As ordens profissionais dão pareceres contra a eutanásia? Tenta-se acabar com a sua autonomia. Os médicos evocam a objecção de consciência para não praticar abortos? Acaba-se com a objecção de consciência. Os pais não educam os filhos na ideologia de género? Obriga-se as crianças a aprender na escola. Mais, os pais não aderem a ideologia trangénero? Então cria-se na escola mecanismos para que estes sejam denunciados à CPCJ, como acontecia com o projeto de lei que aplicava a Lei da Autodeterminação de Género às escolas. As pessoas dizem coisas nas redes sociais que a esquerda não gosta? Regule-se as redes sociais. As pessoas afirmam coisas que a esquerda não gosta? Criminalize-se o discurso afirmando que tudo o que discordamos é discurso de ódio.

A esquerda não se contenta com nada menos do que submeter todos os corpos da sociedade ao poder político e à sua agenda ideológica. Por isso, acabar com a autonomia de qualquer espaço social, dos tribunais às famílias, das escolas às redes sociais, é essencial. Para a esquerda, como zelotas de uma nova religião, a heresia deve ser combatida sem contemplações e hesitações, e quem discorda é seguramente um agente de ódio à nova moral estabelecida.

3 Nada disto é original ou sequer um caso isolado na Europa. O Parlamento Europeu tem travado longamente a guerra pela regulação das redes sociais, na Alemanha já houve crianças retiradas aos pais por estes recusaram que eles assistam a aulas de educação sexual, no Reino Unido há pessoas condenadas a pena de prisão efectiva pelas suas opiniões nas redes sociais e Espanha criminalizou manifestações próximas de clinicas de aborto.

É evidente a deriva do poder na Europa pelo controle da sociedade. Há uma pretensão totalitária clara de impor um pensamento único, sobretudo nas questões da sexualidade e da família. Há uma procura de submeter todos os aspectos da sociedade civil à moralidade do poder.

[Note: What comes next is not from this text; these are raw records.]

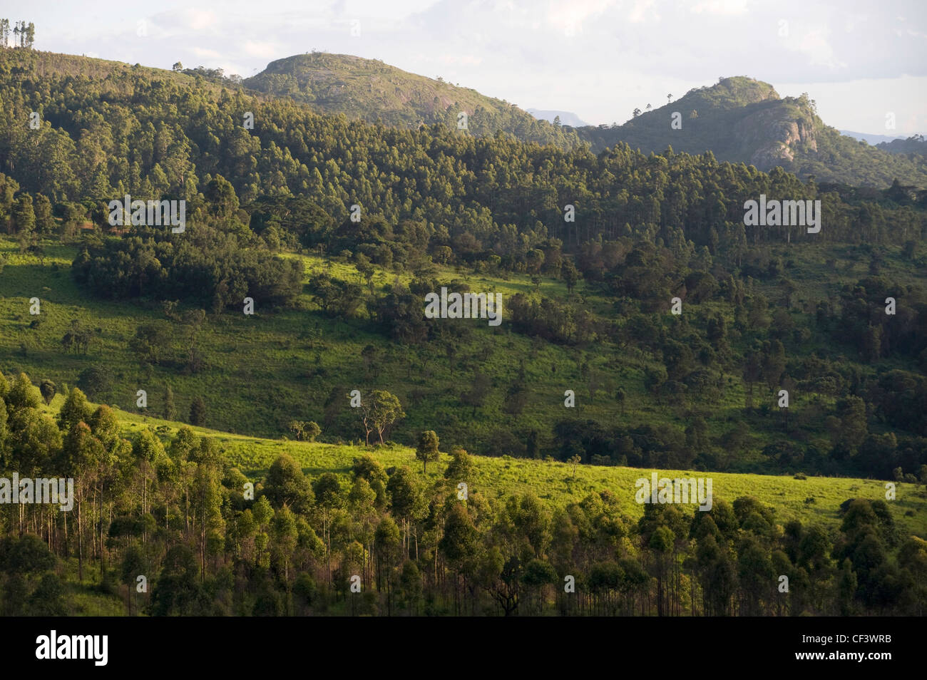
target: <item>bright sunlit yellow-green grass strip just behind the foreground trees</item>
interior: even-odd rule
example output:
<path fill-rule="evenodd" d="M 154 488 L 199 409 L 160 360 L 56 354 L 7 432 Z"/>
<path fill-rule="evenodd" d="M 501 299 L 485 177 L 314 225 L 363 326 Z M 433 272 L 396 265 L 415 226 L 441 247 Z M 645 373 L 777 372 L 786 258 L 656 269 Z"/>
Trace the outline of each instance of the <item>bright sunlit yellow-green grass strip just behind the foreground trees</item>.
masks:
<path fill-rule="evenodd" d="M 58 395 L 47 408 L 57 412 L 63 403 Z M 123 435 L 133 438 L 144 428 L 152 428 L 159 436 L 172 438 L 181 422 L 164 421 L 138 413 L 117 410 L 123 425 Z M 385 447 L 333 445 L 317 442 L 295 442 L 267 439 L 243 434 L 218 432 L 203 427 L 191 427 L 197 436 L 213 437 L 224 451 L 226 460 L 254 481 L 259 481 L 277 456 L 286 453 L 297 460 L 303 472 L 318 477 L 324 472 L 341 476 L 347 488 L 353 461 L 371 454 L 384 468 L 410 466 L 421 473 L 421 463 L 415 460 L 415 450 L 396 444 Z M 445 448 L 442 446 L 442 448 Z M 423 475 L 429 484 L 443 477 L 451 456 L 440 454 L 437 464 L 431 464 Z M 534 494 L 551 508 L 578 502 L 590 493 L 608 491 L 618 499 L 623 513 L 638 519 L 643 505 L 634 499 L 638 479 L 651 479 L 652 472 L 660 477 L 705 477 L 712 480 L 713 499 L 733 502 L 738 497 L 753 496 L 776 510 L 777 522 L 799 520 L 804 524 L 819 523 L 836 530 L 840 525 L 840 504 L 848 498 L 885 498 L 885 483 L 878 480 L 843 477 L 813 477 L 795 479 L 792 476 L 741 474 L 728 472 L 687 472 L 654 468 L 602 467 L 578 465 L 552 460 L 526 460 L 510 457 L 473 457 L 474 475 L 468 483 L 470 494 L 479 494 L 490 501 L 502 501 L 514 495 Z M 927 537 L 927 492 L 923 485 L 899 483 L 896 497 L 888 505 L 902 535 Z M 696 511 L 695 505 L 687 511 Z"/>

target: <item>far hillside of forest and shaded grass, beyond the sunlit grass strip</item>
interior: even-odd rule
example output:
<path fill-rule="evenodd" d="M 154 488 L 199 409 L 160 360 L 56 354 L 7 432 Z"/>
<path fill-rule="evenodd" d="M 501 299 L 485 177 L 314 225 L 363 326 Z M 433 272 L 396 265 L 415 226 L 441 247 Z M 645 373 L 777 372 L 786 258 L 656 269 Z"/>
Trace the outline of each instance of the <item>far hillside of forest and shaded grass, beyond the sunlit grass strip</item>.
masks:
<path fill-rule="evenodd" d="M 440 126 L 368 126 L 145 73 L 6 79 L 19 87 L 3 90 L 10 124 L 0 161 L 12 175 L 0 178 L 0 209 L 23 264 L 43 271 L 38 239 L 81 232 L 71 251 L 78 298 L 153 305 L 145 320 L 133 323 L 130 312 L 128 328 L 107 330 L 79 321 L 87 303 L 78 304 L 55 326 L 8 334 L 23 359 L 78 320 L 118 347 L 109 356 L 125 357 L 132 374 L 178 380 L 187 399 L 215 390 L 220 423 L 260 434 L 323 419 L 327 434 L 354 436 L 338 397 L 353 383 L 400 394 L 413 414 L 400 441 L 430 428 L 425 414 L 439 408 L 446 434 L 481 453 L 883 478 L 927 462 L 917 373 L 927 360 L 924 212 L 908 193 L 828 189 L 711 154 L 645 157 L 621 145 L 593 156 Z M 12 123 L 28 120 L 27 100 L 42 111 L 39 130 Z M 254 130 L 239 122 L 248 111 Z M 30 162 L 40 153 L 57 162 Z M 186 232 L 133 227 L 107 237 L 108 201 L 126 193 L 184 198 Z M 748 233 L 743 203 L 759 195 L 818 199 L 825 226 Z M 293 251 L 321 261 L 307 275 Z M 335 261 L 343 269 L 332 270 Z M 425 320 L 421 301 L 440 285 L 478 292 L 512 276 L 521 283 L 505 292 L 502 327 Z M 28 299 L 34 284 L 16 294 Z M 183 355 L 177 344 L 209 338 L 206 314 L 240 314 L 245 297 L 272 314 L 249 351 L 279 397 L 257 397 L 242 413 L 235 395 L 254 378 L 222 368 L 216 353 L 235 351 L 220 349 L 225 331 L 187 341 Z M 675 297 L 686 312 L 668 313 Z M 275 311 L 286 316 L 273 321 Z M 494 353 L 500 333 L 512 339 Z M 271 338 L 290 353 L 286 380 L 260 371 L 269 360 L 260 343 Z M 558 366 L 572 368 L 557 375 Z M 909 398 L 886 391 L 899 381 Z M 583 412 L 561 406 L 566 389 L 580 393 Z M 791 408 L 803 406 L 791 420 L 775 406 L 779 389 L 793 393 Z M 622 400 L 642 410 L 616 424 Z M 752 422 L 734 427 L 743 406 Z M 506 424 L 481 421 L 477 409 Z M 673 427 L 650 433 L 643 423 L 654 419 Z M 883 438 L 888 429 L 895 439 Z"/>

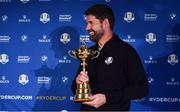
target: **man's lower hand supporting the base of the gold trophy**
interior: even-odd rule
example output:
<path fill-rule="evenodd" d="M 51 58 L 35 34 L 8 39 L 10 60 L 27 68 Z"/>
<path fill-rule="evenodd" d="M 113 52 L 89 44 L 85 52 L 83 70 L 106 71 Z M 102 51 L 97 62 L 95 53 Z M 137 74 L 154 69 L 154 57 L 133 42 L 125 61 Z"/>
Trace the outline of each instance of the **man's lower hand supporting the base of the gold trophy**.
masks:
<path fill-rule="evenodd" d="M 106 103 L 106 96 L 104 94 L 95 94 L 88 98 L 92 101 L 83 102 L 83 104 L 99 108 L 100 106 Z"/>

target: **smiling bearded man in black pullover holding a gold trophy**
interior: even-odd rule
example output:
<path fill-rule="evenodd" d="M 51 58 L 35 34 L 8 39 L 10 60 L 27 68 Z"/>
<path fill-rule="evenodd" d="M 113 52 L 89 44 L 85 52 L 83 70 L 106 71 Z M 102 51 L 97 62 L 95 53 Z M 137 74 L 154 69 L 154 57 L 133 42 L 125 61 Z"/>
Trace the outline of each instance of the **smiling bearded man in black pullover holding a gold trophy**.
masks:
<path fill-rule="evenodd" d="M 83 102 L 83 111 L 129 110 L 130 101 L 148 94 L 148 81 L 140 58 L 133 47 L 113 33 L 114 14 L 110 7 L 97 4 L 85 12 L 86 30 L 96 44 L 98 58 L 87 61 L 87 72 L 78 71 L 72 84 L 89 82 L 92 101 Z"/>

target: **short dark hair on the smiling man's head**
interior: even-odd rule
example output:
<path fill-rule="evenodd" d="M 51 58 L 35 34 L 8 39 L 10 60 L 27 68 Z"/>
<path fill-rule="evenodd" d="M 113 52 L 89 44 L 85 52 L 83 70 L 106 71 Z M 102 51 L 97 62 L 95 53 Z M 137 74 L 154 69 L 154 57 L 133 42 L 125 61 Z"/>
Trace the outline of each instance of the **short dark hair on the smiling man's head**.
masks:
<path fill-rule="evenodd" d="M 85 11 L 85 15 L 94 15 L 101 21 L 107 18 L 109 20 L 111 30 L 114 28 L 114 13 L 112 9 L 105 4 L 96 4 L 91 6 Z"/>

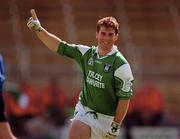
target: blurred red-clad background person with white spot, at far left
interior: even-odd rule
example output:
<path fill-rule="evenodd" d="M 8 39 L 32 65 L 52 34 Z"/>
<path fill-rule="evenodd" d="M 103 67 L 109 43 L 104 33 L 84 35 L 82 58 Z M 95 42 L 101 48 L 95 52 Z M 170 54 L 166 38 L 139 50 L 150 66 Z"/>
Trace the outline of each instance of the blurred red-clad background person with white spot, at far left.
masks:
<path fill-rule="evenodd" d="M 10 88 L 4 94 L 12 130 L 18 137 L 26 136 L 26 122 L 41 112 L 41 103 L 37 91 L 26 79 L 19 77 L 17 86 Z"/>

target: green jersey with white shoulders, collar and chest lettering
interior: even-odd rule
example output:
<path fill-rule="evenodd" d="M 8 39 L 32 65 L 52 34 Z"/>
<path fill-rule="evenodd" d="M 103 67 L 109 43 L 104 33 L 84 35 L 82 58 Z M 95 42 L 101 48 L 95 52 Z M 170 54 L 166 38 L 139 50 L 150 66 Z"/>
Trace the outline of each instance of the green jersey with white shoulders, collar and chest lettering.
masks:
<path fill-rule="evenodd" d="M 98 55 L 98 47 L 61 42 L 57 51 L 73 58 L 83 73 L 79 101 L 96 112 L 114 116 L 119 99 L 132 95 L 131 68 L 116 46 L 106 56 Z"/>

A desculpa é o crescimento de grupos de ódio. Mas confesso que por muito que me desagrade ver crescer na Europa grupos racistas, neofascistas e neonazis (e não há como negar que têm crescido), assusta-me mesmo é que debaixo do guarda-chuva do combate a esses grupos o poder castre a liberdade de expressão, a liberdade de educar, a liberdade política, etc. Os racistas, os fascistas, os nazis atacam a democracia de dentro para fora, mas esta ambição do poder de controlar o pensamento na sociedade corrói a democracia por dentro. De que serve derrotar os novos movimentos antidemocráticos, se para isso se destruir a própria democracia?

4 O chumbo da nomeação da juíza conselheira Maria João Vaz Tomé foi apenas mais um pequeno episódio nesta procura da esquerda em submeter a sociedade à sua moral. Um episódio onde tiveram o auxílio da IL, sempre disposta a ser o idiota útil da esquerda, e do Chega, disposto mais uma vez a fazer um jeitinho à esquerda só para atacar o Governo. Mas este pequeno episódio é mais um prego no caixão da liberdade da sociedade. A pouco e pouco a esquerda vai conseguindo matar todos os espaços de autonomia que existem na sociedade e que servem de limite ao poder. E infelizmente vai sempre encontrando idiotas úteis, que preferem as amarras do pensamento à simples possibilidade de alguém os considerar contra o progresso. E assim se pregou mais um prego no caixão da liberdade.